I’m here to tell you – and all of you having seconds -- that it will all be okay. Here’s why:
- Going from 0-1 is the hardest transition of all. You’ve been there done that. You know each phase gets better, and you know you’re stronger for it all. Sure, you’ll have to find ways to entertain both, but you’d be surprised at how “easy” the baby seems – and how much you can just leave him/her asleep while you play with the first. This is your second baby’s first taste of what I call “independence via isolation,” and it’ll only benefit him/her in the end!
- Your heart actually grows. Right now, you’re probably fretting that this baby could not possibly be loved as much as your first. But I’m here to tell you -- your heart actually doubles in size. Clearly, my lack of a medical degree makes this true. But you know the whole “favorite child” thing? From the moment #2 is born, there is no favorite. Sure, one might annoy you less at certain moments – and one might warrant more respect -- but your heart is forever split right down the middle for these two. So even if the grandparents (and the rest of the United Kingdom) forever fuss over the heir apparent, your love for these two will always be the same.

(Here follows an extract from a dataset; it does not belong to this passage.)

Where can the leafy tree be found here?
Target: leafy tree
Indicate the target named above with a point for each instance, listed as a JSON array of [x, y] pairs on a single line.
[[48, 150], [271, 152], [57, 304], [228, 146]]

- You’re already in the weeds. The best thing about having two under two? Life is still so chaotic, you might as well keep it coming. The hardest part about having kids three or more years apart is that you actually saw the light at the end of the hard-a$$ tunnel you’re digging. And it looked so bright (you saw freedom and ease, OMG!). But then you go back to the beginning all over again, and it feels like total torture. But since George isn’t even two, you’re probably not sleeping soundly every night, you’re probably still changing diapers and working around nap schedules. So just keep it going. It will all be over soon enough, and when it is, you’ll actually feel like it only lasted a minute. > Get more tips on transitioning your toddler to a new baby
- You have great hired help, use this wisely. And by wisely, I mean, have your nanny watch the baby so you can have 1-1 time with your oldest again. Ask people to make dinner and do the laundry, so you can really rest. Hire a night nurse. No need to be a martyr here. You’re a princess, use some royal powers and get some help. (The same goes for all you commoners. Remember #PrincessesAreJustLikeUs)
- Having one baby will seem like the easiest thing ever. Nursing in public? No bigs. Now, you’ll probably be seen nursing the baby while pushing George on a swing. It’s sorta insane how much you realize you can do once you have your first baby – and you’ll just keep surprising yourself. Soon, taking two to the grocery store (I’m assuming you pick your own produce, Princess?!) is the chore, but it’s no big deal to take one. It’s all retrospect, and your pre-2 life will suddenly seem so simple.
- This is your chance to train your first to be more independent. So here’s the one thing I didn’t do. I still made such a fuss over my first when his sister was born, fearing he might blame her for feeling a dip in devotion, that he is now an attention-seeking, people-needing (yet amazing!) 6-year old. He hates being alone, while his sister will play independently for hours. It’s a classic first-world/first-child issue that you might be able to break early. Give your first “jobs” to do around the house. Set a timer for 5-10 minutes for him to play alone. And his creativity, autonomy and self-discipline will be better for it.
Princess or not, if you are reading this and will soon be having a baby, I wish you a huge congratulations. I now have three children, and venturing to have my second was the hardest, emotionally. Just remember that you are probably giving your child one of the best gifts they never knew they wanted.
I hope these tips help, and I encourage all readers to share any tips you’ve learned while growing your family.